Causal Forcing: Autoregressive Diffusion Distillation Done Right for High-Quality Real-Time Video Generation
Abstract
To achieve real-time video generation, current approaches distill pretrained bidirectional video diffusion models into few-step autoregressive (AR) models. This process involves an architectural gap, as it converts full attention into causal attention. In this paper, we demonstrate that existing methods fail to bridge this gap theoretically, leading to suboptimal performance. Specifically, these methods employ ODE distillation to initialize the AR student, where a key requirement is injectivity.
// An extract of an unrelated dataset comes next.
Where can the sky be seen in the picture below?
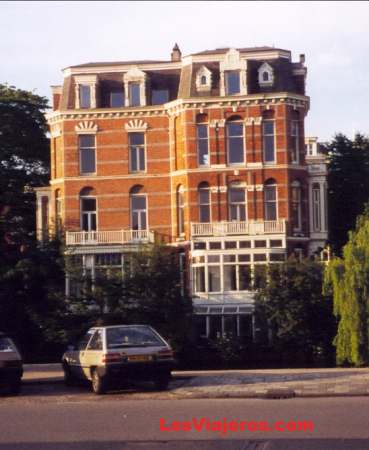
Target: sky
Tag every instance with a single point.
(38, 39)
We figure out that for an AR student, frame-level injectivity must hold: each noisy frame must map to a unique clean frame under the PF-ODE of the AR teacher. We theoretically prove that existing methods, which distill an AR student from a bidirectional teacher, violate this frame-level injectivity. Consequently, the student fails to recover the teacher's flow map and instead learns a conditional expectation, resulting in subpar performance. To address this issue, we propose Causal Forcing, which employs an AR teacher for ODE initialization, thereby effectively bridging the architectural gap. Empirical results show that our method outperforms all baselines across all metrics, surpassing the SOTA Self-Forcing by 19.3\% in Dynamic Degree, 8.7\% in VisionReward, and 16.7\% in Instruction Following.